Ela toca o álbum “Back to Black” mostrando como ele a deixou arrasada. E é um sinal de onde estão as prioridades do filme que a vejamos gravando a faixa-título irresistivelmente cheia de sofrimento, mas há pouca ou nenhuma noção de como o segundo e último álbum magistral de Winehouse foi criado (o produtor Mark Ronson recebe uma menção, o produtor Salaam Remi consegue uma queda de imagem e só). O álbum é um grande sucesso, fazendo de Amy uma celebridade perseguida pelos paparazzi. E Blake interpreta a mensagem de melancolia do álbum como um sinal de que ela o aceitará de volta. Então ele liga para ela e eles se casam (basicamente um casamento em Las Vegas em Miami Beach) e depois se separam de novo.
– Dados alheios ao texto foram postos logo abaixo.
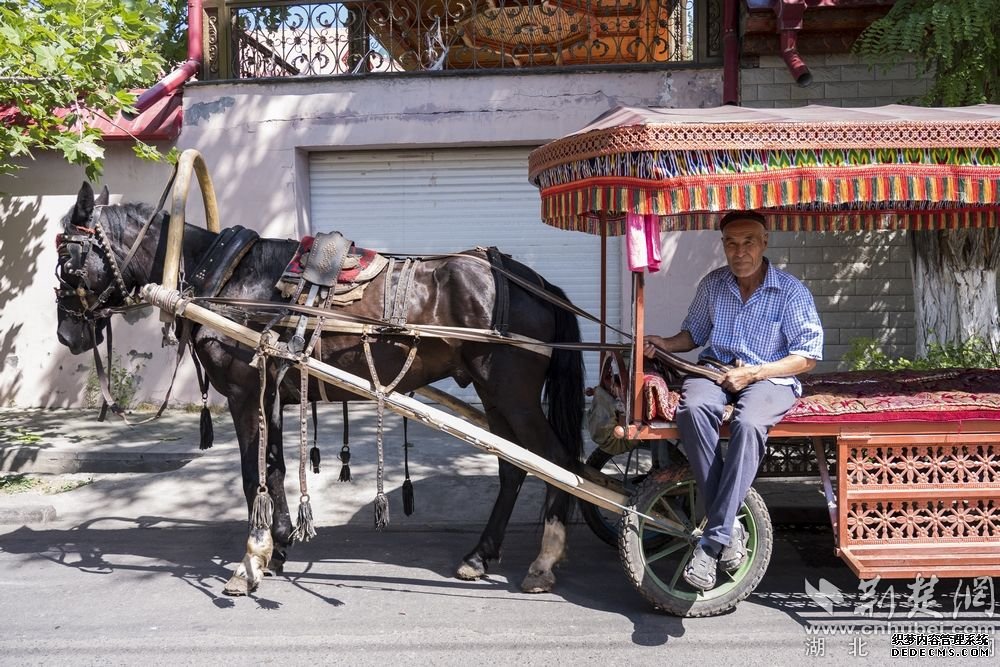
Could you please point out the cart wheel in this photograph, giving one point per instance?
(655, 566)
(627, 470)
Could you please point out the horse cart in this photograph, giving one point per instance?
(914, 494)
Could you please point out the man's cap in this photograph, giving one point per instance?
(734, 216)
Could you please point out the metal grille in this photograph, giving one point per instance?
(383, 36)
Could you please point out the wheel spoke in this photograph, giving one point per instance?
(691, 501)
(646, 526)
(674, 511)
(680, 568)
(666, 551)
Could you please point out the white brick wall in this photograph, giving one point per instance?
(861, 284)
(861, 281)
(838, 81)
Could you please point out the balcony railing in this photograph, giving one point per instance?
(273, 38)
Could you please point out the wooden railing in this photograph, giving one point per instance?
(279, 38)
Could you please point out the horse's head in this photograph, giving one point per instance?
(88, 287)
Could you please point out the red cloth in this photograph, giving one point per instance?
(873, 396)
(346, 276)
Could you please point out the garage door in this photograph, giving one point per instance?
(449, 200)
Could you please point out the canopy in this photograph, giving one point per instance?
(811, 168)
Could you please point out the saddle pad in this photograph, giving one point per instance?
(360, 266)
(221, 259)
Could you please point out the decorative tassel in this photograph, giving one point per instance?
(407, 497)
(305, 530)
(207, 430)
(263, 510)
(381, 511)
(345, 459)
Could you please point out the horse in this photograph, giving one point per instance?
(101, 264)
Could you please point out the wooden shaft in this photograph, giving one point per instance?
(171, 301)
(189, 161)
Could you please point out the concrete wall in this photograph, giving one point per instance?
(839, 80)
(255, 138)
(862, 282)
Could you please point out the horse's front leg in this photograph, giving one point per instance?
(266, 549)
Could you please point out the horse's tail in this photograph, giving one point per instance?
(564, 381)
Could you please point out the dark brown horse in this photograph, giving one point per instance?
(452, 291)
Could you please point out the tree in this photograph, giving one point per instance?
(62, 59)
(955, 44)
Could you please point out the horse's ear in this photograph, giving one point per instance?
(84, 206)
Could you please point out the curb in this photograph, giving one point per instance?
(27, 514)
(30, 460)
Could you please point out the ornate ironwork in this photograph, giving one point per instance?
(919, 493)
(916, 465)
(382, 36)
(794, 457)
(923, 521)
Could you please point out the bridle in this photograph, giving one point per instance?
(73, 249)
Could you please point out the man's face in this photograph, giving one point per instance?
(744, 242)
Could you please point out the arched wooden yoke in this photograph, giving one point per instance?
(190, 160)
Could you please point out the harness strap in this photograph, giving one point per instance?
(398, 315)
(501, 305)
(381, 501)
(527, 285)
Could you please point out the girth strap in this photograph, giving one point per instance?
(397, 293)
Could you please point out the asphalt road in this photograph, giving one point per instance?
(129, 570)
(125, 591)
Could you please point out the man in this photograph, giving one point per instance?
(763, 321)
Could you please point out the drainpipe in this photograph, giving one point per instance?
(186, 70)
(731, 52)
(789, 23)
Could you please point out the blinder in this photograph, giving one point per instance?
(73, 250)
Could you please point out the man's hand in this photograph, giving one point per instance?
(680, 342)
(650, 344)
(740, 377)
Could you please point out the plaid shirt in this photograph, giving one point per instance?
(778, 319)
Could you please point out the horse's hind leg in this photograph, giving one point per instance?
(525, 424)
(265, 548)
(476, 562)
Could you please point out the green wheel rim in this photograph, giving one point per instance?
(725, 582)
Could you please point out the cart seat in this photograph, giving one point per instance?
(917, 465)
(863, 396)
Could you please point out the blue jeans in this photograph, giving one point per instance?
(724, 483)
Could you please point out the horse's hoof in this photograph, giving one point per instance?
(538, 582)
(471, 569)
(238, 585)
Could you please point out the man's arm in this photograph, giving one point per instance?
(741, 376)
(680, 342)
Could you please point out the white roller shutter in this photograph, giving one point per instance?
(447, 200)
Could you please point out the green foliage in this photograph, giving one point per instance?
(21, 483)
(17, 483)
(955, 41)
(60, 58)
(866, 354)
(125, 380)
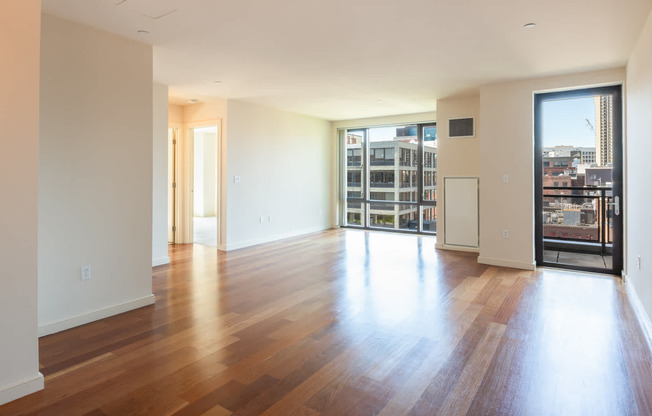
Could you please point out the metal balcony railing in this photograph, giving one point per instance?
(578, 216)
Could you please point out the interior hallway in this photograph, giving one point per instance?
(205, 231)
(353, 322)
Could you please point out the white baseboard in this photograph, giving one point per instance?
(21, 388)
(639, 310)
(160, 261)
(507, 263)
(457, 248)
(269, 239)
(95, 316)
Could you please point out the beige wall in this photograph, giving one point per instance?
(638, 167)
(175, 115)
(19, 114)
(284, 163)
(160, 175)
(507, 147)
(458, 156)
(95, 174)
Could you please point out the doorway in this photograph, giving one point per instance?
(173, 208)
(204, 195)
(578, 179)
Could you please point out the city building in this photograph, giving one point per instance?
(603, 130)
(393, 176)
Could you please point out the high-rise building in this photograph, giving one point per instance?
(603, 130)
(393, 177)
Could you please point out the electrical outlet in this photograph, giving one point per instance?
(86, 272)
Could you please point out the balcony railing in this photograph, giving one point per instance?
(578, 217)
(382, 184)
(381, 162)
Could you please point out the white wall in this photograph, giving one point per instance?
(457, 156)
(507, 147)
(19, 113)
(638, 168)
(95, 174)
(285, 165)
(160, 175)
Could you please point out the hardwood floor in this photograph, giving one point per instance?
(347, 322)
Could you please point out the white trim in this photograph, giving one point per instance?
(457, 248)
(21, 388)
(160, 261)
(269, 239)
(507, 263)
(95, 315)
(639, 310)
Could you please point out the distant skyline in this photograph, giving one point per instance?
(564, 122)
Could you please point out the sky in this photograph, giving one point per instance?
(564, 122)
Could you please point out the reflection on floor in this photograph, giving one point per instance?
(577, 259)
(205, 231)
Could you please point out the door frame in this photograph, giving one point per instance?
(618, 251)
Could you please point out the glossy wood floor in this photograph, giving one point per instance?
(353, 323)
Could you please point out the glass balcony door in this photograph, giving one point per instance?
(578, 179)
(391, 178)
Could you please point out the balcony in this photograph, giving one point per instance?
(382, 162)
(577, 225)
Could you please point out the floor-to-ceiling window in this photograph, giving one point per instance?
(391, 178)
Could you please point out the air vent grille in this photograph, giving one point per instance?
(461, 127)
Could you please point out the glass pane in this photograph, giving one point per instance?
(429, 163)
(429, 218)
(393, 216)
(354, 171)
(355, 214)
(577, 181)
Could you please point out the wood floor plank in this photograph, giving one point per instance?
(350, 322)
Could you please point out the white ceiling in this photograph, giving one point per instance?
(335, 59)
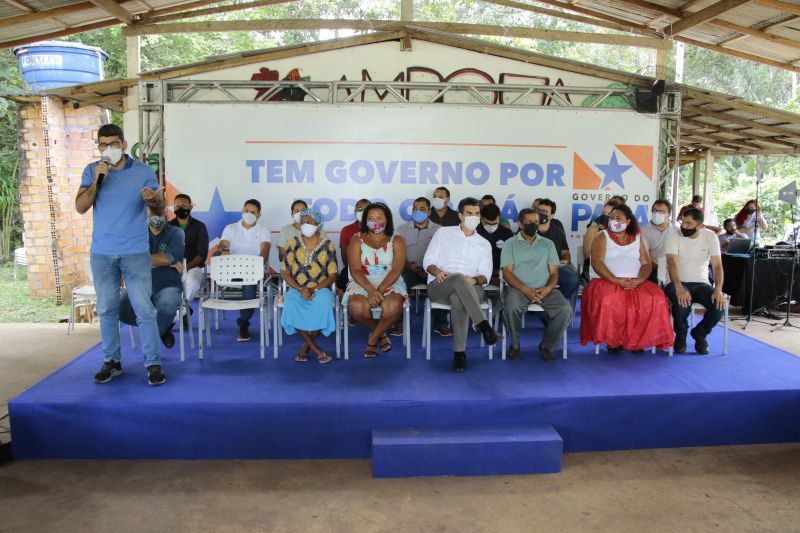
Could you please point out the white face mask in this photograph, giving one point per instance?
(308, 229)
(471, 222)
(659, 218)
(249, 218)
(438, 203)
(616, 226)
(112, 155)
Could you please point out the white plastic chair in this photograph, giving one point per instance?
(406, 328)
(277, 331)
(531, 308)
(83, 295)
(663, 280)
(234, 271)
(427, 325)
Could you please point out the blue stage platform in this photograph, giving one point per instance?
(235, 405)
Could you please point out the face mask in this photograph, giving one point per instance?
(308, 229)
(375, 226)
(471, 222)
(616, 226)
(419, 216)
(530, 229)
(157, 221)
(659, 218)
(112, 155)
(438, 203)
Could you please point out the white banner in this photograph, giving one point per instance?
(331, 156)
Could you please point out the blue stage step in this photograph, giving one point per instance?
(466, 450)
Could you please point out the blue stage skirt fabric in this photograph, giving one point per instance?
(634, 319)
(308, 315)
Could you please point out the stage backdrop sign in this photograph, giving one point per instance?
(330, 156)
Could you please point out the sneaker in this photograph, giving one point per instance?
(700, 342)
(109, 371)
(154, 375)
(397, 330)
(443, 331)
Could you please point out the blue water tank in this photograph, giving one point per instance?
(52, 64)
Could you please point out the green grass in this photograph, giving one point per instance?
(16, 305)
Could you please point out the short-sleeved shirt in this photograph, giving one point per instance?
(557, 235)
(417, 240)
(170, 242)
(531, 261)
(289, 231)
(195, 239)
(245, 241)
(120, 215)
(497, 240)
(450, 218)
(694, 255)
(346, 235)
(309, 267)
(656, 239)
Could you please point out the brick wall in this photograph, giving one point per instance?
(56, 142)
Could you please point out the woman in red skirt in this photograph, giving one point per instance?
(620, 307)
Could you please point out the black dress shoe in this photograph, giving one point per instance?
(168, 339)
(547, 355)
(459, 361)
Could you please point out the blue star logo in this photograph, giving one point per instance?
(613, 171)
(216, 218)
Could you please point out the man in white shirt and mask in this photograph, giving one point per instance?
(655, 233)
(459, 263)
(246, 237)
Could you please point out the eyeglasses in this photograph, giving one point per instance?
(103, 146)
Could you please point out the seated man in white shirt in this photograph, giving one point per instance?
(459, 262)
(246, 237)
(688, 256)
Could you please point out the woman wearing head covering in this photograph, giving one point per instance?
(309, 268)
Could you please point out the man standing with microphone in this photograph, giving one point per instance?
(120, 189)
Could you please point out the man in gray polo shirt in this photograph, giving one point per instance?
(418, 234)
(530, 268)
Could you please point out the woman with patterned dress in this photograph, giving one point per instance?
(376, 257)
(620, 307)
(309, 268)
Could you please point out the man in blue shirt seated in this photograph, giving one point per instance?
(166, 257)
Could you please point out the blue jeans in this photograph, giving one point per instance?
(249, 292)
(108, 272)
(166, 300)
(567, 281)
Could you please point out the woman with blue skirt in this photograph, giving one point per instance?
(309, 268)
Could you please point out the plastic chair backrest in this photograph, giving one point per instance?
(237, 270)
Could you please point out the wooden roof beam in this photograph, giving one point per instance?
(393, 25)
(115, 10)
(576, 18)
(704, 15)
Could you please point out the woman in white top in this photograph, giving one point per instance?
(620, 307)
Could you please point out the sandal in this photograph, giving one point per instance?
(371, 351)
(386, 343)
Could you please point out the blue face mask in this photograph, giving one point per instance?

“Sid e Nancy”, infelizmente, não é. Não desmaiamos com a paixão disfuncional, o espetáculo de dois viciados apaixonados que estão destinados a trazer à tona o que há de pior um no outro. No entanto, sem aquele núcleo romântico ardente, “Back to Black” representa o que parece ser uma versão autêntica, mas bastante clínica, de amour fou.

E as músicas que amamos de “Black to Black”? As interpretações de Abela de vários clássicos de Winehouse têm um esplendor dilapidado, e sua performance de “Rehab” no Grammy Awards de 2008 é perfeita. A atriz cantou sozinha; ela capta todas as nuances elevadas e de alma dispersa. As músicas estão todas lá, mas não de uma forma que pareça, a cada momento, expressar algo tão emocionalmente necessário que se torna catártico. Amy, ao contrário de sua mitologia, acaba na reabilitação. Perto do fim da vida, ela fica limpa, como fez Janis Joplin. Mas isso não é suficiente para impedi-la de se tornar membro do clube preventivo de estrelas pop que morreram aos 27 anos (Janis, Jimi, Jim Morrison, Kurt Cobain). Sua autodestruição está em plena exibição em “Back to Black”. No entanto, o filme apresenta-o, e até revela-o, sem lhe dar a sensação de que o compreende plenamente.